I disagree with your explanation of Tim Cook’s comments. He didn’t have to say a thing about iPhone sales. He reiterated the sales goal (not a promise) and indicated that Apple was confident it would meet the sales goal.
Apple delivers numbers (which by law have to be accurate / honest) 4 times a year. The stock price will eventually correlate to those numbers. If Apple commented on all of the boneheaded comments that pass for Analysis, they would be very busy indeed.
I like Apple’s traditional approach of not commenting on anything outside of quarterly financial results. Let the idiots bloviate all they want – the truth will set the record straight.
Let’s note that Apple just reported its’ best Fiscal Year / Quarterly results EVER.
The Street and Microsoft are run by reactionary conservatives. Apple is a progressive company and scares these guys. Their world is constantly threatened by them. They can try to keep Apple down, but fearmongering only goes so far, ultimately the people see through it and go for what works.

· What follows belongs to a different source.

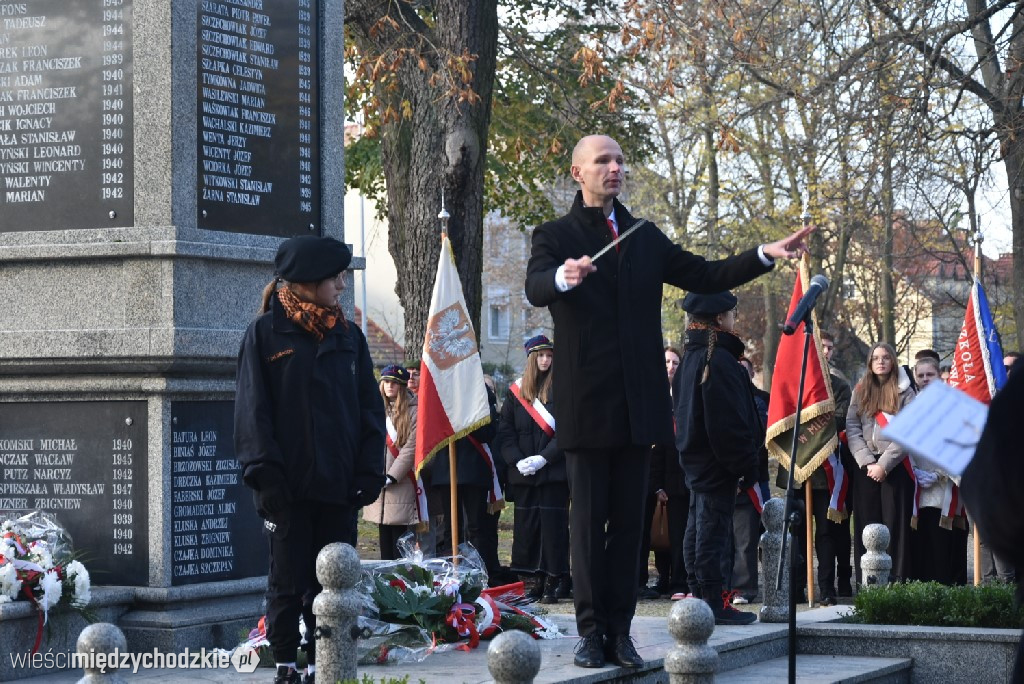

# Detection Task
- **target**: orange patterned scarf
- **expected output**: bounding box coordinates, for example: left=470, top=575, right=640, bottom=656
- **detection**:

When Cook made his remark about Apple being willing to revisit the single-carrier marketing model for the iPhone he was probably thinking of the foreign market. The arrangement works sufficiently well in the US that Apple has no compelling reason to change it. But after all these months, the iPhone is officially available in only three, count ’em, three foreign countries, although there’s allegedly a thriving grey market for unlocked iPhones in other nations, and iPhone sales are much less than they could be. I suspect the reason is that Apple is discovering it’s much harder to negotiate deals with foreign carriers than they had originally imagined due to problems with local laws, politics, cultures, and technologies. They’re not used to situations where you have to deposit a couple of million in the Cayman Islands bank account of the brother-in-law of the Minister of Torture before you’re even allowed to start negotiations with a local carrier, but a lot of the world still works that way. Apple has two possible ways of responding. One is the “wink-wink nudge-nudge” approach where they sell only locked iPhones, but are careful not to make them very difficult to unlock (this is their current policy). The other is to offer unlocked iPhones in all countries where single-carrier contracts don’t exist (i. e., not in the US, UK, France, or Germany). Especially since weak iPhone sales helped trigger AAPL’s tumble, Apple has a powerful reason to rethink its current policy (lots of folks in Cupertino have AAPL stock options).